The more I think about it, the less I feel like the IR leakage would have enough energy to cause the multiple artifacts. It would definitely contribute to halos. But intuition is that it would need a LOT of energy to penetrate that weak spot at 710nm and reflect back through the microlens, the filter window, and hit the sensor again.
If it’s purely the off-axis reflection caused by the microlenses, I think the only mitigations are:
Wider bandpass, to tolerate eviction of more of the reflected angles
Larger spacing, as mentioned above, to diffuse the effect over larger area
Actually, a second advantage with larger spacing could be more of the steeper reflection rays terminating on a wall, and not hitting the filter to bounce back at all (John’s example might not account for this? But it might be negligible)
A better AR coating on the sensor window. I don’t know much about those, but I think they target a specific wavelength and are akin to phase cancellation, but I’m really talking out of my ass here. I seem to remember looking into it at one point and concluding that it’s likely a dead end as far as a fix goes for the extremes involved with astro. I think I remember someone else posting that they tried removing the window entirely and seeing no difference, and if it was helping, one would expect the artifacts to get worse?

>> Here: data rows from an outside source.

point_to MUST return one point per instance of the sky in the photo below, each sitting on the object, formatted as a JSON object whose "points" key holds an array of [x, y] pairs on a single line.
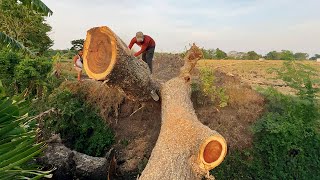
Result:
{"points": [[240, 25]]}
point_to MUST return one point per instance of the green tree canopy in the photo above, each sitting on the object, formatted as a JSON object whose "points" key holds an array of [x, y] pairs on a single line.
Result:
{"points": [[315, 57], [273, 55], [23, 26], [219, 54], [251, 55]]}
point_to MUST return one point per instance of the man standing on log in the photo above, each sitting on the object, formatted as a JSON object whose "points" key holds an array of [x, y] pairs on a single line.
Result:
{"points": [[78, 63], [147, 45]]}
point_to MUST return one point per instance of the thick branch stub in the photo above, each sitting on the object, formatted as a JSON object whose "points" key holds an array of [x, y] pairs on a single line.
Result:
{"points": [[212, 152], [186, 149]]}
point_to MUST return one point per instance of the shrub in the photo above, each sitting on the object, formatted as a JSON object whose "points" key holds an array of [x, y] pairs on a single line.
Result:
{"points": [[32, 74], [78, 124], [8, 61]]}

All this to say, my only slighty-above-layperson level of knowledge does not see a solution here. It’s very interesting that John’s ONAG doesn’t show it though.
I think with the right math you could actually calculate whether or not a potential NIR leak is contributing, based on both the spacing of the artifacts, and the relative difference in energy making it through the filter vs the adjacent signal. There could be something else about the ONAG that is mitigating it too.
Mike Mulcahy · May 8, 2026 at 03:41 PM
Here is the six image stack of the O3 filter taken in the same run as the Ha stack. Our next step is to confirm the Ha filter is inserted facing the correct way. Chroma filters are unmarked as far as direction and they must examined carefully to get it right. Stay tuned.📷 cdk 12.5 O3 filter.jpg
Which star are you targeting? This could give a clue as to whether the filters actually perform differently, or it’s just the different spectra aligning with your bandpass vs not. It’s still counterintuitive though, I don’t think many stars hit Ha significantly harder than they hit OIII, especially factoring in QE curves.
jego · May 8, 2026 at 11:30 PM
Here is the six image stack of the O3 filter taken in the same run as the Ha stack. Our next step is to confirm the Ha filter is inserted facing the correct way.
Please show the result of turning the filter around. I predict that you won’t see any difference. The fact that you don’t see the problem with the O3 filter simply says that there is some sort of problem with the coatings on the Ha filter. Either the AR coating is a bit off or NIR light is leaking through.
John
We will flip the filter as soon as we can (the scope is at a remote location) and post an image for comparison.